We venture forward to the ticket office, to be halted in our muted enthusiasm by the dimly lit figure behind the iron bars stating that will be £20 each… Twenty quid! We might have come from Cardiff but do we look like foreign investors making a takeover bid? Do you throw in the keys for the Freedom of the City for that price? ‘Miss Newport 1973′ looks suitably unmoved by the remonstrations, and we walk towards the turnstiles, lighter of cash but grasping the magic tickets that will provide entry to a world of League Two football (real football, as the multitudes who don’t have the option of following the Mighty Bluebirds will quickly claim):
So what does real football look like? Here I am with my chair seemingly placed on the pitch (down in this league for your twenty quid you can pretend to be the corner flag). We are all strapped in and ready to go…
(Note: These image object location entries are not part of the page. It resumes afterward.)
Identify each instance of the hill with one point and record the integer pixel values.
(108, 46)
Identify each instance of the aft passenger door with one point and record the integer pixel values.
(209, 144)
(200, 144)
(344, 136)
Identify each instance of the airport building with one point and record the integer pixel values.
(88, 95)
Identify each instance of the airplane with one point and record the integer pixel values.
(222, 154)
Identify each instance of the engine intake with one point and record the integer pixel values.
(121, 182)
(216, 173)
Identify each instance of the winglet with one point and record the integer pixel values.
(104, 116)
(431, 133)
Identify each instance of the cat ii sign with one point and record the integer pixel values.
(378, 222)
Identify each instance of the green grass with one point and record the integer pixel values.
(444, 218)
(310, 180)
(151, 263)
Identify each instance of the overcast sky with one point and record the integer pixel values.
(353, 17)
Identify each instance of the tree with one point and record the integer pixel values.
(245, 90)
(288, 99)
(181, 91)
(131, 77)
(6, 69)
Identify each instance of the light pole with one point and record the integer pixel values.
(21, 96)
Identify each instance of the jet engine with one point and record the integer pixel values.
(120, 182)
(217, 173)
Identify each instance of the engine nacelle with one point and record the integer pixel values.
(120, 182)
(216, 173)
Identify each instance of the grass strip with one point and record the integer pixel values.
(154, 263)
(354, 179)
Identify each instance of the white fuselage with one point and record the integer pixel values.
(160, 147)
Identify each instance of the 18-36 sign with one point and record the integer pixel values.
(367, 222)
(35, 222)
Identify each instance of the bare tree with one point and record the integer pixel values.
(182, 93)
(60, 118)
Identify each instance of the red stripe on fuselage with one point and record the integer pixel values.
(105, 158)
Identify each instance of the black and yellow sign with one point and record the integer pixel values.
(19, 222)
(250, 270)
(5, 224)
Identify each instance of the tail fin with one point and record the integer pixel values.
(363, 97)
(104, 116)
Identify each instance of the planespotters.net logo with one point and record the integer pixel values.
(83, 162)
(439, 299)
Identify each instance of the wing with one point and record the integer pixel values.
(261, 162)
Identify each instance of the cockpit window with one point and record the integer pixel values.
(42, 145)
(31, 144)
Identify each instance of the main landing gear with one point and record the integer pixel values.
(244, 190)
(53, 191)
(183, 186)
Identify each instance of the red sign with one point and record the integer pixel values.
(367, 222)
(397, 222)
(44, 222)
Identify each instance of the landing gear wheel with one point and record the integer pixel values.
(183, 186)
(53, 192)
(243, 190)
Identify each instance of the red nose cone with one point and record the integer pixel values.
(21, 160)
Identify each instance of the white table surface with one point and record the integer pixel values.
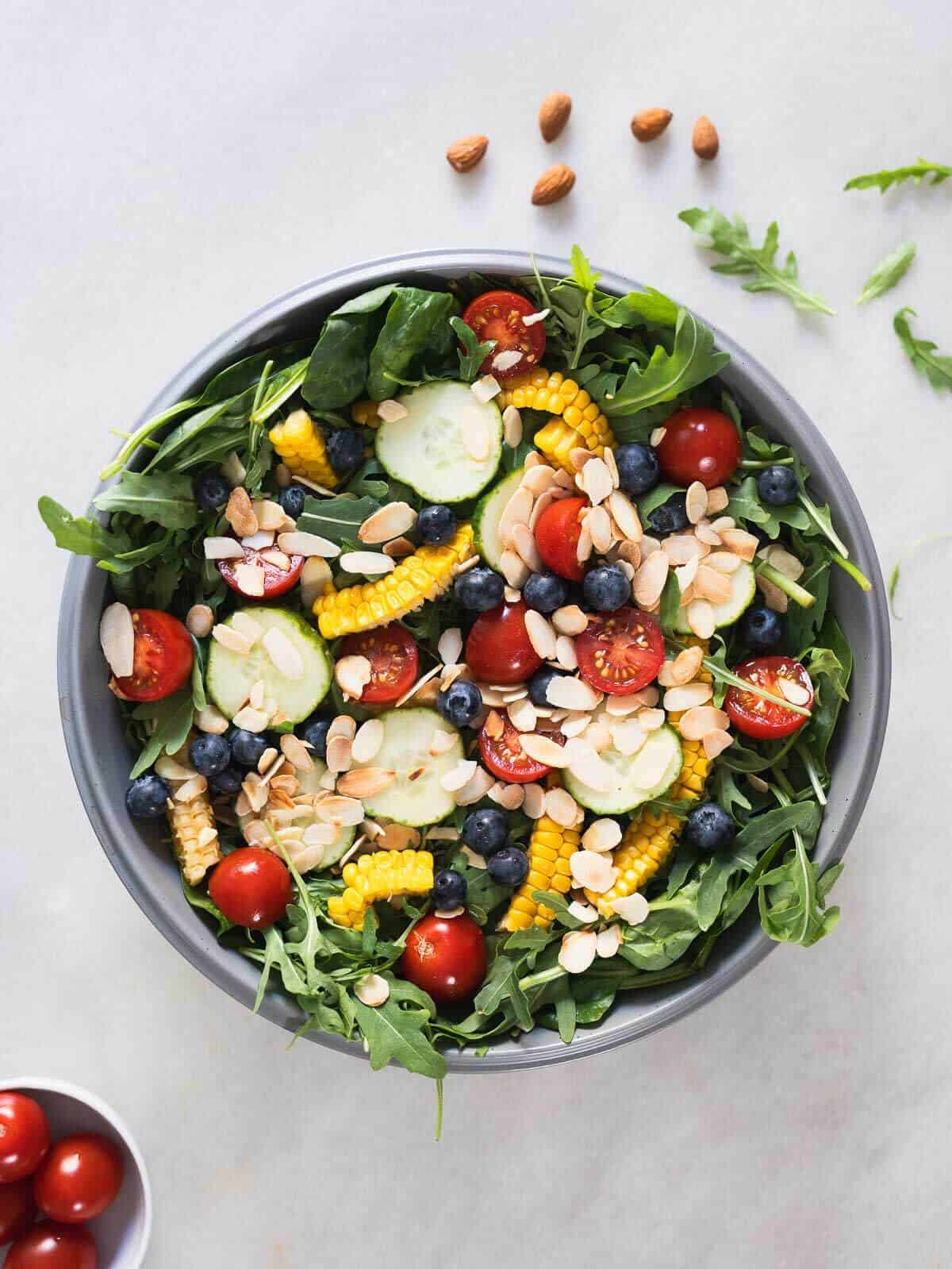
(167, 169)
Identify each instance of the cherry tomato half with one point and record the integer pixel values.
(698, 444)
(498, 648)
(499, 315)
(54, 1247)
(25, 1136)
(558, 533)
(162, 658)
(620, 652)
(507, 759)
(393, 661)
(79, 1178)
(763, 718)
(251, 887)
(446, 956)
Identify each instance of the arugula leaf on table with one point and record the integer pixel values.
(731, 239)
(890, 271)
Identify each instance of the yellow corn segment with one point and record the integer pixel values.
(582, 427)
(194, 838)
(382, 875)
(420, 576)
(301, 447)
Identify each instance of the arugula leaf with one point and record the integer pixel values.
(922, 353)
(917, 173)
(731, 239)
(888, 271)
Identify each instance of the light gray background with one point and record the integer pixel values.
(168, 167)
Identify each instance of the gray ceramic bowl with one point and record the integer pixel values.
(101, 760)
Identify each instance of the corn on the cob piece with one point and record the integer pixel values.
(420, 576)
(300, 443)
(194, 838)
(382, 875)
(582, 427)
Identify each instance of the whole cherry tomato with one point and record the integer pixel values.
(558, 532)
(251, 887)
(79, 1178)
(498, 648)
(698, 444)
(446, 956)
(162, 658)
(499, 315)
(25, 1136)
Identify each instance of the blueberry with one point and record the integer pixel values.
(315, 733)
(545, 591)
(763, 629)
(708, 828)
(436, 525)
(460, 703)
(448, 889)
(606, 588)
(344, 449)
(146, 797)
(508, 867)
(292, 499)
(479, 589)
(670, 517)
(486, 830)
(211, 490)
(639, 468)
(777, 485)
(247, 748)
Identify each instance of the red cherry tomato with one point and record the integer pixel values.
(25, 1136)
(499, 315)
(162, 658)
(251, 887)
(446, 956)
(393, 661)
(763, 718)
(277, 580)
(498, 648)
(17, 1209)
(507, 759)
(558, 533)
(54, 1247)
(698, 444)
(620, 652)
The problem with Premier League style of play is that teams have to adopt tactics, and play within systems. Down in the real world, when the ball goes missing you can just fire the starting gun and have a good old fashioned race instead, and even the referee joins in (probably benefitting from a head start over players half his age):
And the more open stadium means that gusts of wind off the River Usk have the potential to suddenly blow most of the players over, or have they decided it is better to audition as a dance troupe for the old version of ‘Come Dancing’ before it got strict. Fortunately, some of the local houses on the other side of the pitch are suspended on ropes so they can withstand the climatic vicissitudes (not a phrase often associated with the Premier League matches):
For the record Newport County won 2-1, so the cats of Cardiff must have brought some of the magic dust along to share with our ‘Old Ironsiders’ cousins. Look out for the continuing rise of Newport up the leagues. I have been Juno, and my elitist Premier League representative will be back to report on another match soon.